Excessive administration of crystalloid and the abandonment of colloid replenishment at certain point of resuscitation are the major contributors to fluid overload, leading to a phenomenon termed fluid creep. Over-resuscitation in burn pediatric patients often results in fluid overload and many complications characterized by anasarca, orbital compartment syndrome, extremity compartment syndrome, bloodstream infections, pneumonia, abdominal compartment syndrome, and pulmonary edema requiring a prolonged and potentially complicated hospital stay.

Recent findings

Permissive hypovolemia has been shown to effectively reduce organ dysfunction, when applied a rigorous control of diuresis. More recently, a urine output target of 0.5 to 1 ml/kg/h in the first 48 h of fluid resuscitation has become a trend in the monitoring of pediatric patients.

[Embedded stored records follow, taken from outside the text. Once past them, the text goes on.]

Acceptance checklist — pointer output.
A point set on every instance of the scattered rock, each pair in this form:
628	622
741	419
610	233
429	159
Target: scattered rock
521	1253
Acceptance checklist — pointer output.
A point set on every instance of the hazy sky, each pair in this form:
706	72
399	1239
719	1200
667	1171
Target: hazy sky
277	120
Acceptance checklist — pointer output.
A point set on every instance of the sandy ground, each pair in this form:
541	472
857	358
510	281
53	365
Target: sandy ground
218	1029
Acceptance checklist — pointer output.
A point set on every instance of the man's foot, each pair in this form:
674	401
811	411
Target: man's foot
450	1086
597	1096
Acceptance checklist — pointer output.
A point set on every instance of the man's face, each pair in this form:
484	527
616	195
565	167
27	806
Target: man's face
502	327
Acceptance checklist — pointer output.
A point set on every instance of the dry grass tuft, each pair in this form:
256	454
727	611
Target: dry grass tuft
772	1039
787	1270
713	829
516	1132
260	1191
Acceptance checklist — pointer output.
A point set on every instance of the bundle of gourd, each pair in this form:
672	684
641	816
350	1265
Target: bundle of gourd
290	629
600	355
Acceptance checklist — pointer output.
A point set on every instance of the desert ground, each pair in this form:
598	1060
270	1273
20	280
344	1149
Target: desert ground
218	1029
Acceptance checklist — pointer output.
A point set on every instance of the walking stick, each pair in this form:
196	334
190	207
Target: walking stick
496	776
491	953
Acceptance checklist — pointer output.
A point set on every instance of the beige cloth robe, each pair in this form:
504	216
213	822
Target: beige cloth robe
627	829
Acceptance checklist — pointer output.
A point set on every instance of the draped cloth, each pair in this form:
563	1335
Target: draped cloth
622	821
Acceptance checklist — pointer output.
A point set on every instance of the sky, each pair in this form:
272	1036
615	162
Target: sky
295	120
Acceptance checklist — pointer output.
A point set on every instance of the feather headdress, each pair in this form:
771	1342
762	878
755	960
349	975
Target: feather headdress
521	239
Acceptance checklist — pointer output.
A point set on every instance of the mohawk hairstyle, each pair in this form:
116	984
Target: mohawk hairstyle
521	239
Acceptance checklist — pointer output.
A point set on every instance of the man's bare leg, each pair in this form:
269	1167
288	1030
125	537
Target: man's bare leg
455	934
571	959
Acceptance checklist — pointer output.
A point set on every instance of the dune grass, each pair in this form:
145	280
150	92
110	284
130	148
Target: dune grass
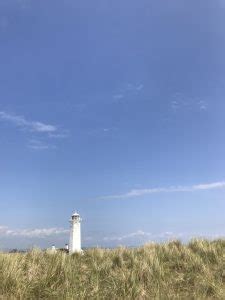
159	271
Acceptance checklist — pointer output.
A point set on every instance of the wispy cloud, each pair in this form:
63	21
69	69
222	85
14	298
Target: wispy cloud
180	102
136	234
34	126
32	233
38	129
128	90
172	189
39	145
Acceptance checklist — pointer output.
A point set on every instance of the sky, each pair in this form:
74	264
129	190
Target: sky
114	109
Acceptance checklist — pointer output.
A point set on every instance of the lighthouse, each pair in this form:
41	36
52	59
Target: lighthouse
75	234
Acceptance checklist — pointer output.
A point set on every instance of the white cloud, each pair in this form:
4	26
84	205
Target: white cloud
173	189
20	121
182	102
39	145
136	234
32	233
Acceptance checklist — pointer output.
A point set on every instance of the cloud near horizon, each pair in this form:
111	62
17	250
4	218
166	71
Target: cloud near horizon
32	233
172	189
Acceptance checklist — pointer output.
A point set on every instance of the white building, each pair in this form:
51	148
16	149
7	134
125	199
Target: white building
75	234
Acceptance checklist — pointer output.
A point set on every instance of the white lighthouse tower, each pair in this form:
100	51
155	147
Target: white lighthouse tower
75	234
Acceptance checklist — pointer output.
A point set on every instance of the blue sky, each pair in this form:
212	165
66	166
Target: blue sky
114	109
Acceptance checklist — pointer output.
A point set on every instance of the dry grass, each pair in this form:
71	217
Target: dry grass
159	271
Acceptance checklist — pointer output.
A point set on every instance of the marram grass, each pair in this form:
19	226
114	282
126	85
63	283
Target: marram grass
154	271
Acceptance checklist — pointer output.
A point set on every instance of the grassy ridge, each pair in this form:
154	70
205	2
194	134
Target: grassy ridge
171	270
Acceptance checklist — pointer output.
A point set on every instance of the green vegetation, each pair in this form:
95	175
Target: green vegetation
161	271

Colloids appear to be an essential component for the resuscitation of severely burned patients.

Summary

Many strategies were developed to optimize fluid resuscitation in burn patients, and until current days there are controversies regarding the most efficient method to determine the ideal volume of fluid to avoid hypovolemic shock and complications from over resuscitation as well. The success of resuscitation is related to the administration of lower fluid volumes. Some centers have demonstrated that selection of more strict protocols of fluid resuscitation, rigorous diuresis control, moderate use of opioids, and early and regular use of albumin are correlated to positive outcomes and thus may attenuate the urgence of fluid creep.

Keywords

Burns Albumin Colloids Resuscitation Pediatrics Edema 

Notes

Compliance with Ethical Standards

Conflict of Interest

Maria Helena Müller Dittrich declares that she has no conflict of interest. Nicole Dittrich Hosni declares that she has no conflict of interest. Werther Brunow de Carvalho declares that he has no conflict of interest.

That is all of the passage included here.